そのような成果主義の勧誘では、「大聖人の魂」である御本尊を粗末に扱うことは目に見えています。そうなれば入会した本人も、紹介者も、共に大罰を受けることは免れません。
今現在、信仰の必要性を感じていない人まで、入会させてはいけないのです。
そういう人には、仏法を紹介するにとどめておけばいいのです。聞法下種も発心下種も功徳は同じです。
池田先生が、識者との対談で、入会を勧誘するでしょうか?
確かに聞法下種だけでは成果になりませんし、幹部にするわけにはいきませんが、あなたは幹部になるために信心しているのではありませんから、気にしなくて結構です。
なお、仏法を語るのに創価学会の宣伝をする必要はありません。
したがって、
学会員であることを伝えなくても折伏はできます。
「どうしてそんなに仏法に詳しいのか?」と訊かれたら、その時に学会員だと伝えればいいでしょう。
逆に、深い悩みを抱えている人に対しては、一刻も早く御本尊を保たせる必要がありますので、入会を薦めなくてはいけません。
もちろん断られることが大半ですが 、功徳は同じです。
あなたはあなた自身の宿命転換のために折伏しているのです。だったら、何を言われようと腹を立てる理由はないでしょう。
また、幹部の場合は、深刻な悩みを抱えた人への緊急性の高い折伏現場に入ることが多いので、本尊流布の経験は欠かせないと思います。

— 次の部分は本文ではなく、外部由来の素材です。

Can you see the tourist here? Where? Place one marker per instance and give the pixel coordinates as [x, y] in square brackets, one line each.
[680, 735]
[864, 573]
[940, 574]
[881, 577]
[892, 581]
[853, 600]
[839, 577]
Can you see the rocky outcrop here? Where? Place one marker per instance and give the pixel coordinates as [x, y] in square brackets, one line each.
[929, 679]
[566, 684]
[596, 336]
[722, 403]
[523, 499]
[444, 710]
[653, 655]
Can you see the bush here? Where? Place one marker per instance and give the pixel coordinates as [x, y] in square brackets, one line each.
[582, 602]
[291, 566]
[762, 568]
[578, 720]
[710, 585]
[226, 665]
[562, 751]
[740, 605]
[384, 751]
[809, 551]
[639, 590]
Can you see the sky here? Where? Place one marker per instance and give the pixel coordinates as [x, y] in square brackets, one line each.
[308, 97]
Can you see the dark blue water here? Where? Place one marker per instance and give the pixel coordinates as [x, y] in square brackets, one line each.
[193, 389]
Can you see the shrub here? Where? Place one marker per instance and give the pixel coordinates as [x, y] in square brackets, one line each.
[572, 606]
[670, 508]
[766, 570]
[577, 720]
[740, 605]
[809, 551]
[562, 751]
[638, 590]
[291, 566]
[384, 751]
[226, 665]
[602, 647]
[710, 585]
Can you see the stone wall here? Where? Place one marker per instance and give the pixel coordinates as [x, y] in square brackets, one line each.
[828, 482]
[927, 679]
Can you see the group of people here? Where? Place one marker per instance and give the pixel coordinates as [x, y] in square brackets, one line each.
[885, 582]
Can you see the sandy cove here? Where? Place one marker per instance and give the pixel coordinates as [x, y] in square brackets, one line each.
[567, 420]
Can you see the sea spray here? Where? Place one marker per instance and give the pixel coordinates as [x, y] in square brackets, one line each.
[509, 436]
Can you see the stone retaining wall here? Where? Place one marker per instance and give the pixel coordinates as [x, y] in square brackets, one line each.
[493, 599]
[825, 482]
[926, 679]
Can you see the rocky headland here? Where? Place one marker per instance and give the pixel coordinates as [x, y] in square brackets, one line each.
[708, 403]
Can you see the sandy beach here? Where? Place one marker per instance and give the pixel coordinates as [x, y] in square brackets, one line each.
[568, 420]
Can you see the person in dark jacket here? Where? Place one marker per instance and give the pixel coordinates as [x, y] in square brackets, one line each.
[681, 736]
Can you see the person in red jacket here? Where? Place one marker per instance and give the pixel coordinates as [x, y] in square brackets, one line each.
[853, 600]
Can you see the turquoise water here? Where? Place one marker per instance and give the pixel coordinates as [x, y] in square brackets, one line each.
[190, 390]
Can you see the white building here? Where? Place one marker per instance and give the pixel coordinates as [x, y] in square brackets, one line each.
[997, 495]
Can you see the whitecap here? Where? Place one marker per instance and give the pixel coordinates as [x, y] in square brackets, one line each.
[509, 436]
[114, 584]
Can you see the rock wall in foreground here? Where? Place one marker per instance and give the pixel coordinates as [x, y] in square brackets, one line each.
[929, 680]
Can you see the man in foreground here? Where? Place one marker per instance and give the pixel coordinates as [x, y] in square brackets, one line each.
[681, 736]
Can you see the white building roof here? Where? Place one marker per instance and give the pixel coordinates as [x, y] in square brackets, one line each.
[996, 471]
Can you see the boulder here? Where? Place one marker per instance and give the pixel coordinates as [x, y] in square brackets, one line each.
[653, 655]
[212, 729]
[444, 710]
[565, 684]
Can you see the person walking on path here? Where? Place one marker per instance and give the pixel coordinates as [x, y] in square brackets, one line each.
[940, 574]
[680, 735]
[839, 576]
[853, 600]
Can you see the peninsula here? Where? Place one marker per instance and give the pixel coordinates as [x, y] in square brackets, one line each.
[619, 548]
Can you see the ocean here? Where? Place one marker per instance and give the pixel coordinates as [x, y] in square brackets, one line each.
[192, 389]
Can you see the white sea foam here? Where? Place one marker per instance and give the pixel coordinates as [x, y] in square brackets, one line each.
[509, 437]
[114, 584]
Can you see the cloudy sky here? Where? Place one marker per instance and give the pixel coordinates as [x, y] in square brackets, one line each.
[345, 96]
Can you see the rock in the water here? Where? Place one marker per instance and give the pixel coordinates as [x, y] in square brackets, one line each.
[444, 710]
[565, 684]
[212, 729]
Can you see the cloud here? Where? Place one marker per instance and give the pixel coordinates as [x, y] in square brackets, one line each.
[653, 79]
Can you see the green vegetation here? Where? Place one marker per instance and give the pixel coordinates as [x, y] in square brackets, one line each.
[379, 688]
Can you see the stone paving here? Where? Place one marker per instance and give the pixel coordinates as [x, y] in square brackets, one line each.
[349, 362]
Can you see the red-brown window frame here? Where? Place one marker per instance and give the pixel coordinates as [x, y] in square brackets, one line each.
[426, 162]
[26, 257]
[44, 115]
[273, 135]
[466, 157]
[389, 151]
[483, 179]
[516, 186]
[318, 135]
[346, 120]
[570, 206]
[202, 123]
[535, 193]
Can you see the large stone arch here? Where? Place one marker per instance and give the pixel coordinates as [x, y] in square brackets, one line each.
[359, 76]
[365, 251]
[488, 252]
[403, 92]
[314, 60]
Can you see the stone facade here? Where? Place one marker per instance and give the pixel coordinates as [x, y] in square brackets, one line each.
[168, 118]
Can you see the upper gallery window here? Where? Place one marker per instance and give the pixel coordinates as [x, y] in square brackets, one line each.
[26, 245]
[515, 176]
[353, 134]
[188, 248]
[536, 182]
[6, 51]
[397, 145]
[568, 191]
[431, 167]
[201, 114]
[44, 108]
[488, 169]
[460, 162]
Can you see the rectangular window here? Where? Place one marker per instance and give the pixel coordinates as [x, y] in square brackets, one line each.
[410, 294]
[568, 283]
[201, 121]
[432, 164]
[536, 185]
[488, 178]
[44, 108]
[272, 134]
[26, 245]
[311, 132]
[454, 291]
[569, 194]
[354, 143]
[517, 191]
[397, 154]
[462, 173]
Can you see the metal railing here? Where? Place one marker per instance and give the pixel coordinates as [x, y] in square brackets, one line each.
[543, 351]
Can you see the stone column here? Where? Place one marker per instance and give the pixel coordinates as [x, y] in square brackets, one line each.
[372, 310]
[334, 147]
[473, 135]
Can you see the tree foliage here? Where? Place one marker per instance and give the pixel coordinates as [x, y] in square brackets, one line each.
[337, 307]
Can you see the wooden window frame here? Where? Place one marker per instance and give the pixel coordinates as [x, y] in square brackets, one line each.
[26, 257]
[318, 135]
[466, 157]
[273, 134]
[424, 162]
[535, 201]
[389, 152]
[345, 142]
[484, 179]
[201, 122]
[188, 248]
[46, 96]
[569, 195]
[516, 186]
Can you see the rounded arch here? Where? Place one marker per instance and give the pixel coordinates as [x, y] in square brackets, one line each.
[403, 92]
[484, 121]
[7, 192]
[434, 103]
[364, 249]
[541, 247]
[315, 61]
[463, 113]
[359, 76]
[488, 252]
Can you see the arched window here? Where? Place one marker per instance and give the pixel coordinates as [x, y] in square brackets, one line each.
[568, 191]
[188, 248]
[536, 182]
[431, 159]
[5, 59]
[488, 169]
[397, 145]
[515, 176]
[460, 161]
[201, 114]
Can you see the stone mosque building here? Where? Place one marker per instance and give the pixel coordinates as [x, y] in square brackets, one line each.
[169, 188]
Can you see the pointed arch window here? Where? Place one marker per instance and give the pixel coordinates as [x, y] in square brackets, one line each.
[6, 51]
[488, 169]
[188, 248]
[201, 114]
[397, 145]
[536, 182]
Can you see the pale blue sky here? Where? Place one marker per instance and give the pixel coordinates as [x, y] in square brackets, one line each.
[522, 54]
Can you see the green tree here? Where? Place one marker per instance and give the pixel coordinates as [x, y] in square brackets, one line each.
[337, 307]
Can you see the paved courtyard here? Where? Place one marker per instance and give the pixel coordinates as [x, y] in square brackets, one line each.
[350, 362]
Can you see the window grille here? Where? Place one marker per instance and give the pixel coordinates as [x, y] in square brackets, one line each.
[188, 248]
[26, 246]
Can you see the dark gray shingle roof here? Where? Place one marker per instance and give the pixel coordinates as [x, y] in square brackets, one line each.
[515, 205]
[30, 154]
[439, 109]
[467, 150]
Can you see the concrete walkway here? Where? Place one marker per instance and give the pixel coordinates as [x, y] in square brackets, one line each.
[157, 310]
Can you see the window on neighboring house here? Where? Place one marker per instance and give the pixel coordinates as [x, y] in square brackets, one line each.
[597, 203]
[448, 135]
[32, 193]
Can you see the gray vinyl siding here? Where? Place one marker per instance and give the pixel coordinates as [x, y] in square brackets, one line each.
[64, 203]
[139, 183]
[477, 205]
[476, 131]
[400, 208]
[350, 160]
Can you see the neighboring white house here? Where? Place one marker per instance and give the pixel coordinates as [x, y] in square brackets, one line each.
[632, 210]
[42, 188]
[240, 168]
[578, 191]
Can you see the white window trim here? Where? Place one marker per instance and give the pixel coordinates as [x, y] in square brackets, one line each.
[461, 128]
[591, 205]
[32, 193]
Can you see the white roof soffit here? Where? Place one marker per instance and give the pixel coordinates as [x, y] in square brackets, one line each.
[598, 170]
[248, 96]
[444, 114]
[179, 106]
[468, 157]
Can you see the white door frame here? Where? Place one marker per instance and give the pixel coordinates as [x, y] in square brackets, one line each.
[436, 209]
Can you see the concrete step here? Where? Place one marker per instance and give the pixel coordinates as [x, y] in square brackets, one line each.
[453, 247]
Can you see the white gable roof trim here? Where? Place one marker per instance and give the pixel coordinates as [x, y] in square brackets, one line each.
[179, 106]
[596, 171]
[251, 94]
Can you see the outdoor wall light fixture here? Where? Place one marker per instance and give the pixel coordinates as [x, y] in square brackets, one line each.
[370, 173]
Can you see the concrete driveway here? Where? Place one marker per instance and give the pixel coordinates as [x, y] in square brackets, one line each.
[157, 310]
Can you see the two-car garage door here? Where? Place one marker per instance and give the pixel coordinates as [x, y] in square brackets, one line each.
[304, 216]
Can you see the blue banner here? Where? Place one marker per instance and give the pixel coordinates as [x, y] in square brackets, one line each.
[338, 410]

やるやらないはむこうの自由です。なにも創価学会へ引っぱりこんでしまわなければ、折伏にならないなどと考えなくともよろしい。
御本尊を受けさせなくても仏様の尊さを賛嘆することが、折伏なのです。そうすれば気が楽になるでしょう。
六軒も七軒もしなくていいから、一人でよいから、ほんとうにありがたいということをわからせて持たせなさい。